Ferguson is an associate professor of chemistry and also of materials science and engineering. Khongtong earned his Ph.D. in polymer science and engineering from Lehigh in January and is now a lecturer in polymer and rubber technology at Walailak University in Thailand.
They reported their discovery in an article published this year in the Journal of the American Chemical Society. Their work has also been featured in several scientific journals, including Nature and Scientific American, and in The Sunday Times of London, as well as in other news outlets and trade publications.
Ferguson and Khongtong modified 1-4-polybutadiene, a standard synthetic rubber, causing it to stick to an aluminum oxide coating at room temperature. When they heated the interface to 80 degrees Centigrade and then quickly re-cooled it to room temperature, they observed a 44-percent reduction in the adhesion bonding the two surfaces. Forty hours after the restoration of room temperature, the interface regained its original stickiness. The reversibility persisted through multiple cycles of heating and cooling.

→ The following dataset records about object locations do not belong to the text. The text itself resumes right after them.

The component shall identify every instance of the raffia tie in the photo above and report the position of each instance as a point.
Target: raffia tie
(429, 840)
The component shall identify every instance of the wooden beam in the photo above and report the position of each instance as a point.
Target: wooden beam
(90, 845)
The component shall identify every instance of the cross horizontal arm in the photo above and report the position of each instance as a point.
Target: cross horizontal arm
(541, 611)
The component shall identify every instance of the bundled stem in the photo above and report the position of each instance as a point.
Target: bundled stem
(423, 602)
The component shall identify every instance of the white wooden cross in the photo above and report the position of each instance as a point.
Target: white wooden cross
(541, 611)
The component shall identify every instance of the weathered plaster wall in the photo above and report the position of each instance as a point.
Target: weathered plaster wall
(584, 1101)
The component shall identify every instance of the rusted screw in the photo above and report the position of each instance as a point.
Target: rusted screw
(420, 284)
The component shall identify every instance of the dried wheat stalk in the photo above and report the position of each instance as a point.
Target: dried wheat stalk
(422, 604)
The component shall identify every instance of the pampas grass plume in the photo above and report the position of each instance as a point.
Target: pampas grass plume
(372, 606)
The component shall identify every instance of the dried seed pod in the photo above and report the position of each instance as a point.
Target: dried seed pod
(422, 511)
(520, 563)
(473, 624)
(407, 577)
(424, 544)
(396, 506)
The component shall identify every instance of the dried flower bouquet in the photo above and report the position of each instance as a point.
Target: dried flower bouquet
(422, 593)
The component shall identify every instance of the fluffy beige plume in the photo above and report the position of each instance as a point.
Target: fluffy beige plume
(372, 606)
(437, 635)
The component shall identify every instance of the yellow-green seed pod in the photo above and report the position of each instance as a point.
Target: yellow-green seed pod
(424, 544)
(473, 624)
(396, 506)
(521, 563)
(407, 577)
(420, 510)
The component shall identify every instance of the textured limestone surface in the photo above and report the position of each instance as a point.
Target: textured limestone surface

The elasticity of polybutadiene, like that of rubber in general, is dependent upon temperature. This dependence, says Ferguson, can be demonstrated by heating a rubber band from which a weight is suspended. The heat increases the resisting force of the rubber, causing the rubber band to contract and the weight to be pulled up.
Scientists have known for decades that this temperature-dependent effect is a bulk property of rubber, says Ferguson. We’ve demonstrated that this effect works at the surface as well.
Ferguson and Khongtong induced the polybutadiene to stick to the aluminum surface by treating it with aqueous permanganate, an oxidizing agent, which triggers the formation of carboxylic acids and other functional groups that are attracted to aluminum oxide.
At room temperature, the molecular chains of the treated rubber extend and straighten and hook into the layer of metal oxide, says Ferguson. When heated, the molecular chains resume their disordered, or entropically favored state, pulling away from the surface and weakening the polymer-metal bond.
Ferguson and Khongtong also reported that the polybutadiene becomes more hydrophobic, or water-repellent, when it loses its adhesion at elevated temperature.
This is the second on-off switch that Ferguson has developed. Two years ago, in an article published in Angewandte Chemie and reviewed in Chemical & Engineering News, he and his colleague Michael Freund reported a method for using electrochemical pulses to form self-assembled monolayers (SAMs) selectively on one micro-electrode in the presence of a nearby microelectrode.